O fechamento dos aeroportos europeus em decorrência das cinzas do vulcão islandês provocou ontem o cancelamento de 19 voos no Brasil. As partidas para Londres, Paris, Amsterdã, Frankfurt, Munique e Zurique foram suspensas.

As companhias aéreas British Airways e Air France cancelaram todos os voos previstos para hoje. Ontem, a TAM suspendeu os voos que iam para Londres, Paris e Frankfurt. Partidas da KLM, Lufthansa, Swissair e as conexões da TAP em Lisboa também foram suspensas.

Os passageiros com viagem marcada para o fim de semana devem entrar em contato com as empresas para confirmar se houve cancelamento. Segundo a Agência Nacional de Aviação Civil (Anac), os passageiros podem remarcar a viagem sem custo adicional ou optar pela devolução integral do valor do bilhete.

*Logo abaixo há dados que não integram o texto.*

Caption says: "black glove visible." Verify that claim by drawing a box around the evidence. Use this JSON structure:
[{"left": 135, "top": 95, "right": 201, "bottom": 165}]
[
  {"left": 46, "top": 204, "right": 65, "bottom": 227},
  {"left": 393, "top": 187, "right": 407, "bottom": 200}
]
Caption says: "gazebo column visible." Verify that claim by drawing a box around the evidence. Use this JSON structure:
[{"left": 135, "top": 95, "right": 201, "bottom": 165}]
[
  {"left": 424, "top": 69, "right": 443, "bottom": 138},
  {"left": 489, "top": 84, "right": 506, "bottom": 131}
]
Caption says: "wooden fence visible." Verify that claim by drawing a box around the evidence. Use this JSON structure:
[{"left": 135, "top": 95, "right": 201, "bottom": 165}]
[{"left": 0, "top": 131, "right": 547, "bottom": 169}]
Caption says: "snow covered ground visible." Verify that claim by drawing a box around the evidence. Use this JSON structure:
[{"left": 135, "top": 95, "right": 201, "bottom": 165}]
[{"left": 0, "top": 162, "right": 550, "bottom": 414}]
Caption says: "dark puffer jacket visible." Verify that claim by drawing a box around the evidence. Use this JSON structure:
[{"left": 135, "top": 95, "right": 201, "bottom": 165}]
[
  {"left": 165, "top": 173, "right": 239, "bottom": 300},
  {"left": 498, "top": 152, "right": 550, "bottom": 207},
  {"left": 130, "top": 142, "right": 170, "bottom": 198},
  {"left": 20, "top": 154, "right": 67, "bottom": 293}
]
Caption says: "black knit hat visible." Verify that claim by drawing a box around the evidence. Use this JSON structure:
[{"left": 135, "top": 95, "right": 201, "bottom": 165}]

Além dos que não conseguiram embarcar, outras pessoas que vivem no País acabaram ficando "presas" nos aeroportos da Europa, sem conseguir voltar para o Brasil ou seguir viagem.

É o caso do advogado e empresário chinês radicado em São Paulo Tang Wei, que é secretário-geral da Câmara do Comércio Brasil-China.

Feira. Wei lideraria um grupo de cerca de 30 empresários brasileiros que vão à Contonfair, a maior feira comercial chinesa, na cidade de Guangzou, no Cantão. O grupo já está no país asiático, porque saiu de São Paulo nos dias 11 e 13 e viajou via África do Sul. O secretário-geral, no entanto, precisou ir pela Europa, pois teve compromissos em alguns países europeus.

Na noite de quarta-feira, Wei foi para o aeroporto de Amsterdã, mas já não conseguiu embarcar por causa das cinzas do vulcão. Desde então, ele está na sala de espera e aguarda a oportunidade de seguir para a China, apesar de já ter perdido compromissos importantes.

Na última vez que fez contato com o escritório brasileiro, mandou fotos nas quais aparecem centenas de pessoas deitadas nos bancos e sobre malas, no saguão do aeroporto.